Atomkraft international betrachtet
- Deutschlands Atom-Aus folgt dem globalen Trend: Weltweit steigt der Anteil der Erneuerbaren stärker als der der Atomkraft. Atomkraft ist um fast so viel gesunken, wie Erneuerbare gestiegen sind.

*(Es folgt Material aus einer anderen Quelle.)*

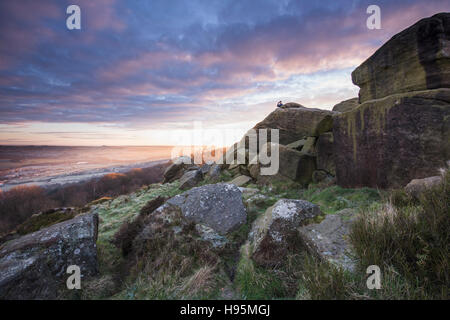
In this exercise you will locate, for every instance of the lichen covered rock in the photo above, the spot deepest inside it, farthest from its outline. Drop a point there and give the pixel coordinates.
(388, 142)
(34, 266)
(415, 59)
(218, 206)
(274, 234)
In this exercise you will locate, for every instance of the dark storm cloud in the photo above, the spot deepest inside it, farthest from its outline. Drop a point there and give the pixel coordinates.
(147, 61)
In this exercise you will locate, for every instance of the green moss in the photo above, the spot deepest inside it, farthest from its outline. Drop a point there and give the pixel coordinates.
(43, 220)
(256, 283)
(335, 198)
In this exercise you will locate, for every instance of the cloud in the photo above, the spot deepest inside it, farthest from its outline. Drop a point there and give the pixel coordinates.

- Im Jahr 2022 erzeugten die Kernkraftwerke in der EU 580 TWh Strom. Das ist ein Rückgang von 17% gegenüber 2021 und von 21% gegenüber 2019. Deutschland beispielsweise erzeugt heute mehr grünen Strom als je zuvor aus Atomkraft.
- Während einige Länder wie Frankreich oder Polen an der Kernkraft festhalten oder sogar neue Reaktoren bauen wollen, haben andere wie Deutschland, Spanien und Belgien beschlossen, aus der Atomenergie auszusteigen.
- 14 der 27 EU-Staaten betreiben keine Atomkraftwerke, 13 nutzen noch Atomkraft.
- Davon planen die folgenden ihren Ausstieg:
- Belgien will bis 2035 aus der Atomenergie aussteigen.
- Spanien will bis 2035 keine Kernkraft mehr nutzen.
- Andere europäische Länder haben einen sehr geringen Anteil an Atomenergie an ihrer Stromerzeugung, wie zum Beispiel Kroatien, die Niederlande und Slowenien.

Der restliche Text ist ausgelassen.